The record shows that Dow serviced the Joneses' automobile in June and July of 1995, and that on August 8, 1995, that vehicle caught fire in the garage of their home, damaging not only the car, but their garage and a portion of their home as well. Prudential was the Joneses' insurance carrier and compensated them for this loss. On February 20, 1997, Prudential filed suit against Dow, claiming that Dow's work on the automobile was the cause of the fire. The suit was filed in Wood County and was brought in the names of the Joneses only. There was no indication from the style or the content of the petition that Prudential was bringing this suit as subrogee of the Joneses. However, after Dow insisted on taking the Joneses' depositions in the county where the suit was brought, Prudential revealed that this action was a subrogation matter and that it was the only real party in interest. Prudential contended that since the Joneses were merely fact witnesses, and since they now live in Arizona, they are not required to give their depositions in Texas. The trial court disagreed and granted Dow's motion to compel the Joneses to appear in Texas to be deposed.
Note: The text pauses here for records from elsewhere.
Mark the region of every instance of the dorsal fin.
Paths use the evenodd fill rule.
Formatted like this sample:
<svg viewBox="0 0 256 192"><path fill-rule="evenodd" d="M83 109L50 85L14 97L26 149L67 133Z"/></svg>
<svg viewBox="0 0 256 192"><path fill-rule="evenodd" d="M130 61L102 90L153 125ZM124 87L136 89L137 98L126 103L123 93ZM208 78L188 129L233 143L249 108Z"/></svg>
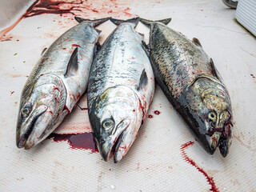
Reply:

The court warned Prudential that if the Joneses did not appear as ordered, the case would be dismissed. The Joneses refused to appear in Texas. Prudential offered to pay Dow's expenses associated with taking the depositions in Arizona, but Dow declined their offer. The trial court then dismissed Prudential's case with prejudice.


In a subrogation action, it is well established that there is only one cause of action for the insured's injuries, and that cause of action belongs to the insured. See Guillot v. Hix, 838 S.W.2d 230, 232 (Tex. 1992) (dealing with subrogation in the context of workers' compensation). However, simply because the claim belongs to the insured does not mean that the insurer must wait for the insured to assert this claim in order for the insurer to recover. See Franks v. Sematech, Inc., 936 S.W.2d 959, 960 (Tex. 1997) (dealing with subrogation in the context of workers' compensation). The insurer can assert its subrogation claim independently of the insured, even though that claim is considered derivative of the insured's claim. See Guillot, 838 S.W.2d at 232, 235. When an insurer asserts this type of claim without the insured, the insurance carrier may sue in its own name or in the insured's name. See Franks, 936 S.W.2d at 960; Camden Fire Ins. Ass'n v. Eckel, 14 S.W.2d 1020, 1021-22 (Tex. Comm'n App. 1929, judgm't adopted); Jaskolski v. Jahn, 410 S.W.2d 858, 859 (Tex. Civ. App.-Waco 1966, no writ); Fort Worth & Denver Ry. Co. v. Ferguson, 261 S.W.2d 874, 880 (Tex. Civ. App.-Fort Worth 1953, writ dism'd).